• Dr. Brandon

5 Hacks to Prevent Knee and Back Pain in Squats or Lunges




Welcome back to movement Monday and here are 5 things you can do to get rid of knee and back pain during lunges or squats.

Reset Make sure you have enough room at the ankles. Do you come up on your toes when going down into a squat to try to get your squat lower, chances are you are running out of ankle mobility. Lacking mobility at the ankles makes it so we have to make up for it somewhere else. This means that other areas, especially the low back have to become more mobile to compensate for the ankles and when this happens in the low back is not a good thing. This equals more stress, which could lead to a disc injury from having to flex to make up for the ankle.


For starters, we’ll do a simple ankle self mobilization with a belt or strap or with our opposite hand(using the left hand if mobilizing the right ankle. This allows us to keep our heels on the floor in both the lunge and the squat and can take the stress out of the low back.

Our setup is, with our lead leg on a mat in a half kneel position or a bench, place the strap on the top of the foot where it hinges, using your hands or other knee, hold the strap so that it pushes firmly into your ankle hinge then lunge forward pushing your knee past your toes. Repeat 15-20 times. While you’re here, treat all the motions of the joint where your shin and ankle come together by also going side to side with your mobilization.

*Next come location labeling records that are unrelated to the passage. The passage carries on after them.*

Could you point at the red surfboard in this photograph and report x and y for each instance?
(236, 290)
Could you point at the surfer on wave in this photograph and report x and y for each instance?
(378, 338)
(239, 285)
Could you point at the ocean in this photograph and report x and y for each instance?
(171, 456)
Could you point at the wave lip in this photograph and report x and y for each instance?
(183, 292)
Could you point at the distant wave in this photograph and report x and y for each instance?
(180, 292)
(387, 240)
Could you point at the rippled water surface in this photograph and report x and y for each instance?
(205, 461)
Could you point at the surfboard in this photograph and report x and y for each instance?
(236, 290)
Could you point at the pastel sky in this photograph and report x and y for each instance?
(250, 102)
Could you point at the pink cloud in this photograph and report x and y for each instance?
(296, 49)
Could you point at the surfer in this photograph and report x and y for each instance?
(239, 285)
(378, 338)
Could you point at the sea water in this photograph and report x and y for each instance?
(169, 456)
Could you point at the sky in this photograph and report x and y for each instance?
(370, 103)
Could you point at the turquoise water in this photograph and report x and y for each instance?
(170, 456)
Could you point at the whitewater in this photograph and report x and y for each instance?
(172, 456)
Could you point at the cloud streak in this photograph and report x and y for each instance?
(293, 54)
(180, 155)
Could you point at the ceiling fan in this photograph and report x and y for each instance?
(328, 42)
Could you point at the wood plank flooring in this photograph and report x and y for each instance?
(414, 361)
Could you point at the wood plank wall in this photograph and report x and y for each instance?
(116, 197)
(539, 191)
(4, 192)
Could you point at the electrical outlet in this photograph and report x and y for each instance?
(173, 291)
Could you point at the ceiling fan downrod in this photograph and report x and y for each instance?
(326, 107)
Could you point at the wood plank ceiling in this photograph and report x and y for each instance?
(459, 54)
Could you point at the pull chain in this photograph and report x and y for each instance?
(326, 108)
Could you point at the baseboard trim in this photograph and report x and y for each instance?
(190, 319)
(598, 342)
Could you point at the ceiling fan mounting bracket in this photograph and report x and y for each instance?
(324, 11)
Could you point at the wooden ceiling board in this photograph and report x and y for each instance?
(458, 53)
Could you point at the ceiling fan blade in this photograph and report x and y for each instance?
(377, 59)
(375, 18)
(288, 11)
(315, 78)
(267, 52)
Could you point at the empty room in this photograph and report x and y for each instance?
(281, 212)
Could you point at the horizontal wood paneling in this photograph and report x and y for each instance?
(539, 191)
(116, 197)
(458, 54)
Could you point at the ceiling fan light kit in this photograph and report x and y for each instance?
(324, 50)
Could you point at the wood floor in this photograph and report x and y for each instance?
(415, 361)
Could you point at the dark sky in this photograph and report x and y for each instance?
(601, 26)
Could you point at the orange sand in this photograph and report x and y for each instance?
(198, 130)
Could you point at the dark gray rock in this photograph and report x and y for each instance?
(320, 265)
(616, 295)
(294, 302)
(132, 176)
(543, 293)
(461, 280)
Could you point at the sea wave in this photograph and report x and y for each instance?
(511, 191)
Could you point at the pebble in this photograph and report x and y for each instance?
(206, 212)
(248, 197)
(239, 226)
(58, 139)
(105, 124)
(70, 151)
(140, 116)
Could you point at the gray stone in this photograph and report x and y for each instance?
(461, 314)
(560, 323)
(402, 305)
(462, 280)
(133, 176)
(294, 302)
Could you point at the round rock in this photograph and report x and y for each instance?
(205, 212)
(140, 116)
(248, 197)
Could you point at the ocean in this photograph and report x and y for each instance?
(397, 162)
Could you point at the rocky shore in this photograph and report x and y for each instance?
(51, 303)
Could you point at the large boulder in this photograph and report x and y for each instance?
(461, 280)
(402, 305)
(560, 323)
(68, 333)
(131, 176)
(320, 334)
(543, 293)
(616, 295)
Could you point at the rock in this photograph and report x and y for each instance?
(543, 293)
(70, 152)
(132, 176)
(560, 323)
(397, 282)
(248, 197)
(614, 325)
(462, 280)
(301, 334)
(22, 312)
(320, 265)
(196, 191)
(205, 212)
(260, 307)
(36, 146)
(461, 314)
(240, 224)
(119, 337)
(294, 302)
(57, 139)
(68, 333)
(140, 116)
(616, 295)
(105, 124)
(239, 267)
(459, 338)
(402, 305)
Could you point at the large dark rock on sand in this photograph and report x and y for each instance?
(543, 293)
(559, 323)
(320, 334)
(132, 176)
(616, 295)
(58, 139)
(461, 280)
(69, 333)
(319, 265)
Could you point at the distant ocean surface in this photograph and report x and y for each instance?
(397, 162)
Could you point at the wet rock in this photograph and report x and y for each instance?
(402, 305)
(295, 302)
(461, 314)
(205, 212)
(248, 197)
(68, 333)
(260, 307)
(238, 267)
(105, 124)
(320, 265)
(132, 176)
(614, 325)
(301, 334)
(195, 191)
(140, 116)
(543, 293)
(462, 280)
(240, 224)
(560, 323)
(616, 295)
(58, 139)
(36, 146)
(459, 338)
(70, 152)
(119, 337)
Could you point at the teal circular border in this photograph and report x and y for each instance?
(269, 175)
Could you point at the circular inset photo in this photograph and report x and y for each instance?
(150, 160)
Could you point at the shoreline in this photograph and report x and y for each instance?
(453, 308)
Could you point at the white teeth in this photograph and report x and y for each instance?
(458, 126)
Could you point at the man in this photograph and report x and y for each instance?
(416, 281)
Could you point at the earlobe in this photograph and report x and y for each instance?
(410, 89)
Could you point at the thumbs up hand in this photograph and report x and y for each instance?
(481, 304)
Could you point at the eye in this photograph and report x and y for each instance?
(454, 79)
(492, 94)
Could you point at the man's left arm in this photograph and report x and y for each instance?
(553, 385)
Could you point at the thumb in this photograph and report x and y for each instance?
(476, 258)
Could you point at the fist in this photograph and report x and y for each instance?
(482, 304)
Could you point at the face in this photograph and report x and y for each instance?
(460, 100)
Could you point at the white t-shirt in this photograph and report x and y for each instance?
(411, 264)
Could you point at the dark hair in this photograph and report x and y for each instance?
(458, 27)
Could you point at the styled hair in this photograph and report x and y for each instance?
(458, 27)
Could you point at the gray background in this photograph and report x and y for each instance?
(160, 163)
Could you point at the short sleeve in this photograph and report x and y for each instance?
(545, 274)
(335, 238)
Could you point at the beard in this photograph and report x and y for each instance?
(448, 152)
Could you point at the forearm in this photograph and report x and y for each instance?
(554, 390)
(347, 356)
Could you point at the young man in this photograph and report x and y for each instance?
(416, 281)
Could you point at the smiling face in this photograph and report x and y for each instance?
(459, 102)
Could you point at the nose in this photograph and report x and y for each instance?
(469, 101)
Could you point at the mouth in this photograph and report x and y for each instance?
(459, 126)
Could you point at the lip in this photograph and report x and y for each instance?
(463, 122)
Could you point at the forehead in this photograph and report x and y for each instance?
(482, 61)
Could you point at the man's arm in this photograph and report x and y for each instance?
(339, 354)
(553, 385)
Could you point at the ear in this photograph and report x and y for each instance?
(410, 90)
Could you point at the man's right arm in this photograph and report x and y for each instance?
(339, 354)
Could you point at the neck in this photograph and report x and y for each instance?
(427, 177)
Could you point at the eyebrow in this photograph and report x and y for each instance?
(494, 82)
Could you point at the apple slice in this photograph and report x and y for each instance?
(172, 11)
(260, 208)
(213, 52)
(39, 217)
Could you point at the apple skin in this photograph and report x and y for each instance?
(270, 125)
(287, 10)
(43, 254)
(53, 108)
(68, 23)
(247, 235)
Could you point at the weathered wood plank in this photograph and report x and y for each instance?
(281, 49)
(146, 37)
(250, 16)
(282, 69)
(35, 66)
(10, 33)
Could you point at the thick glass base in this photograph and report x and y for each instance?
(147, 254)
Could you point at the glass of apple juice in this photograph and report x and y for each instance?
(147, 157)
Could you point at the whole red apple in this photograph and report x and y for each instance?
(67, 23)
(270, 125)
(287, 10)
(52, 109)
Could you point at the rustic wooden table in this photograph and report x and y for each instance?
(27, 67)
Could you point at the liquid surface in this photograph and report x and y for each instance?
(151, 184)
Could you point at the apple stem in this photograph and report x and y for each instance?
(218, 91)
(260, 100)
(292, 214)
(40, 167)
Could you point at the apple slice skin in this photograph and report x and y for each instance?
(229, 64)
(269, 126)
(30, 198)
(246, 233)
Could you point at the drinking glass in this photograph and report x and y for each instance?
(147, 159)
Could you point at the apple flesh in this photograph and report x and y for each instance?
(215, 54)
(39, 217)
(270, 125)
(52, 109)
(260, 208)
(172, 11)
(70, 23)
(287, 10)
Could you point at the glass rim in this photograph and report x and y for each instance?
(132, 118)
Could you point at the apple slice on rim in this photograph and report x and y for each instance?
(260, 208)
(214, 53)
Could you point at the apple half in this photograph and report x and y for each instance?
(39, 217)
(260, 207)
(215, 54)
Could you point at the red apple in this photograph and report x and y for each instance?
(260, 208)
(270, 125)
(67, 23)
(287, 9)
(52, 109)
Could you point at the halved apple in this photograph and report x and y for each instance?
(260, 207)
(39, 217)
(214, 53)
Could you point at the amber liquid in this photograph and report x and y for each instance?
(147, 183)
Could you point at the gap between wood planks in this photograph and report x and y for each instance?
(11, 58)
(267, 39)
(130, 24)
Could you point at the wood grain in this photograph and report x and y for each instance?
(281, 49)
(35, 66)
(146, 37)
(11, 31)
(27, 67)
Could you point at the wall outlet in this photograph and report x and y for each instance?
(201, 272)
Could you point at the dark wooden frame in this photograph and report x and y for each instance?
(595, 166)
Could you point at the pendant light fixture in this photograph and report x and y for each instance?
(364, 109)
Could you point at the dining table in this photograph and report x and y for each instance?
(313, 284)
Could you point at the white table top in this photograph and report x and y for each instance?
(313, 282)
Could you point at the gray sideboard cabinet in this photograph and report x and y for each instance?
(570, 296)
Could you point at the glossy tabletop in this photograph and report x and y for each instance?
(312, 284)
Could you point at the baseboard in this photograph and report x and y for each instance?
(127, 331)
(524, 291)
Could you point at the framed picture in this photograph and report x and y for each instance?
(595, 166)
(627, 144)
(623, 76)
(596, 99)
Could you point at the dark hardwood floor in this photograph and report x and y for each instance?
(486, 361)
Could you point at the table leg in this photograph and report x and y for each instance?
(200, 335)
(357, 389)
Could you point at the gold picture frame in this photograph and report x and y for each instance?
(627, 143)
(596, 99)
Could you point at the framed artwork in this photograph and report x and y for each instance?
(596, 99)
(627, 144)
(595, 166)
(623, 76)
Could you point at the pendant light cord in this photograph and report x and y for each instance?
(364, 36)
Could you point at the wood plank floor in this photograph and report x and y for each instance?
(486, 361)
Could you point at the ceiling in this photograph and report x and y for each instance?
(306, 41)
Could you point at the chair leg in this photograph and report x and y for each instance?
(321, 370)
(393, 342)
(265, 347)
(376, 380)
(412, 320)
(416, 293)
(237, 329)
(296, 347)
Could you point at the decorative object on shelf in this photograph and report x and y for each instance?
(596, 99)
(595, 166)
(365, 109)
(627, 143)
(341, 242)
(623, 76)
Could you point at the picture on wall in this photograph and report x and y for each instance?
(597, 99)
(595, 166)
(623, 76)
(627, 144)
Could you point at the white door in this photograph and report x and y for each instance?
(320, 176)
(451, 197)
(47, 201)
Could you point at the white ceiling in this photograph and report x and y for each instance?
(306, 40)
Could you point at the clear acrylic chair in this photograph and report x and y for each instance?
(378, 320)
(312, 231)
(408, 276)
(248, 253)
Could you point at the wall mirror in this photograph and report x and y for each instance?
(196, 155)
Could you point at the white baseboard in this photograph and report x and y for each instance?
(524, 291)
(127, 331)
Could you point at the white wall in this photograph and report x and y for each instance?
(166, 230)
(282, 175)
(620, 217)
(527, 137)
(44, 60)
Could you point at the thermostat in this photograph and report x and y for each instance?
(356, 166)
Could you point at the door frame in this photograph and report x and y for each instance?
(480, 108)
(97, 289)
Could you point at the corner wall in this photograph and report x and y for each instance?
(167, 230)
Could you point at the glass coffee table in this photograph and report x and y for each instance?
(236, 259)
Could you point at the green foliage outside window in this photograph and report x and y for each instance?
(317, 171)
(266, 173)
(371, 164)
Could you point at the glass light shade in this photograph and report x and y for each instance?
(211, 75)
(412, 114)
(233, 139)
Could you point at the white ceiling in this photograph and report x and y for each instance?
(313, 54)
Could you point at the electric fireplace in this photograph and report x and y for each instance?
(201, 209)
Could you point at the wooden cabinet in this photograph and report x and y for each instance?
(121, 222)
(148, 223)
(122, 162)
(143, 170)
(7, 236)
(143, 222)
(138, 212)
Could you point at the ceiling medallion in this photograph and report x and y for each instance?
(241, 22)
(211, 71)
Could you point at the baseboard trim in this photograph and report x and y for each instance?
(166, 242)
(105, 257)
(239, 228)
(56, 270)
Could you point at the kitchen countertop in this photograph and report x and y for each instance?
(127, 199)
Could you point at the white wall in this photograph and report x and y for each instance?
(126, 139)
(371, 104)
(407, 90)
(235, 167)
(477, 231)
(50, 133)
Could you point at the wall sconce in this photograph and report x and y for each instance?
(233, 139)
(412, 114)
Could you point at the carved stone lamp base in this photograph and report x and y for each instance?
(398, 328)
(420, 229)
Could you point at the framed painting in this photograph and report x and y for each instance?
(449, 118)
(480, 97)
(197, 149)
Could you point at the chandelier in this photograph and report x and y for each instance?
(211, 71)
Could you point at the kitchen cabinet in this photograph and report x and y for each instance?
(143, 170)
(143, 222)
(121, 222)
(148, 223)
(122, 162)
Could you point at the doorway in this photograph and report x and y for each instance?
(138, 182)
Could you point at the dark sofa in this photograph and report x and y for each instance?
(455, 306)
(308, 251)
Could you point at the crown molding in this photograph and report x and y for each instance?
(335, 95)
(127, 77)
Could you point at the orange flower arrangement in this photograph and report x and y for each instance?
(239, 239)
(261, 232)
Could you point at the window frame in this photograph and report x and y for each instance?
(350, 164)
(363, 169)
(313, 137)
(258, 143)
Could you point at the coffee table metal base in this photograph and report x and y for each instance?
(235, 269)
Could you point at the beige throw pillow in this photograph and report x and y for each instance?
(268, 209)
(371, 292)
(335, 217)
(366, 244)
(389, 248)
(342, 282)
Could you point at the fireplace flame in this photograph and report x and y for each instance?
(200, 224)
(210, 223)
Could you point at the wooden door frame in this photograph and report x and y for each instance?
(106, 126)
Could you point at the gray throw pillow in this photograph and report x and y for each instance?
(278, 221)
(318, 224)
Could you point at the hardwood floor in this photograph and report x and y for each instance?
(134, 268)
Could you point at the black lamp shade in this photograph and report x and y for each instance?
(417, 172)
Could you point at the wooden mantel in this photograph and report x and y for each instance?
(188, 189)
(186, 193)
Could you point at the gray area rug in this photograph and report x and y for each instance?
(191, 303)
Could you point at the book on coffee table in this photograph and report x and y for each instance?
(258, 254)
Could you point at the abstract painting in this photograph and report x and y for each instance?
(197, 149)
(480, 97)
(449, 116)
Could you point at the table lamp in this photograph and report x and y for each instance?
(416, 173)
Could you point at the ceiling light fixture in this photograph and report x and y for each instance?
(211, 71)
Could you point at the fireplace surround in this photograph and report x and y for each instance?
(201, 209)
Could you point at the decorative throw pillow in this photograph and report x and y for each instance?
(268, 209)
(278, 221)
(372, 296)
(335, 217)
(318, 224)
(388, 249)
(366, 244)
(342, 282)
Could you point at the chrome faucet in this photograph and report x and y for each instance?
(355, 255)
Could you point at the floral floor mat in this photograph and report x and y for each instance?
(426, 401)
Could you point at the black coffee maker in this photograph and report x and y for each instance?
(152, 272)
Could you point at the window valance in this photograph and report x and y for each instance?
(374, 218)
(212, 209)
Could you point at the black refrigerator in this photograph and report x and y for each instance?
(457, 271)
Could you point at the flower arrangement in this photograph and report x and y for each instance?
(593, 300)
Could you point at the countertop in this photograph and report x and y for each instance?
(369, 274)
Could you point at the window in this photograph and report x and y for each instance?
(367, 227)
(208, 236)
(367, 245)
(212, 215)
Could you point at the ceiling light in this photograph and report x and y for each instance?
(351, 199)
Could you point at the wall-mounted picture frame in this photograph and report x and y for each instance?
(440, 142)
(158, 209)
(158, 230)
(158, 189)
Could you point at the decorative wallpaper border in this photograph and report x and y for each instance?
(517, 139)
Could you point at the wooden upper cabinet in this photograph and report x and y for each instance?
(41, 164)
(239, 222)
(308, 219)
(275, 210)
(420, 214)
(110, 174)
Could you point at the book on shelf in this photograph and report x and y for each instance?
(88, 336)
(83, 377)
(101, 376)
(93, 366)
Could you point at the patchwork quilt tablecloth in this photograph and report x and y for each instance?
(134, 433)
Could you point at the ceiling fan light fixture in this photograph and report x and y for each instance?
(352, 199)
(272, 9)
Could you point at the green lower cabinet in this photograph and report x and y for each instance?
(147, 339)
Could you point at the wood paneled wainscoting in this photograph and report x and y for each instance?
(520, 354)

Feel Deskbound and lacking mobility in the hips? This next movement will help you regain some of the lost extension to your hips.The half kneeling hip flexor exercise along with the foot on chair version are 2 of my go to’s when addressing loss of hip mobility especially if you have difficulty maintaining form or just feel tight in the trailing leg in a lunge.

Reinforce

Do your knees go towards each other in a squat, going up or down stairs, or in a lunge or have you had it pointed out that you pronate when you run or lunge? Chances are you are missing some control at the hip and the following 3 exercises are designed to restore control.


The side plank with clam/star

If we are missing some strength in our stabilizers of the hip, the side plank with clam or side plank star are our first stops to regaining control of our hip stabilizers. Set-up: Post up on one side on your elbow and knee, lift your hip off the mat then separate your knees like so

To increase the challenge, straighten the top leg and to further increase the challenge, straighten the bottom leg.

For all 3 you can either hold or perform repetitions to fatigue.



Assuming you have sufficient mobility in your ankles and your hips as well as sufficient strength to your hip rotators, the monster squat is your next stop for regaining control and preventing knee and low back pain during a squat Is the monster squat.

Set-up, Place a resistance band or loop around and above both knees, squat down resisting the pull of the band while also not rolling your ankles out(which is cheating on this exercise). Variant is the monster walk where you remain in the squat and then walk forwards and backwards maintaining your stance. Weights in the goblet squat position can be used to increase difficulty.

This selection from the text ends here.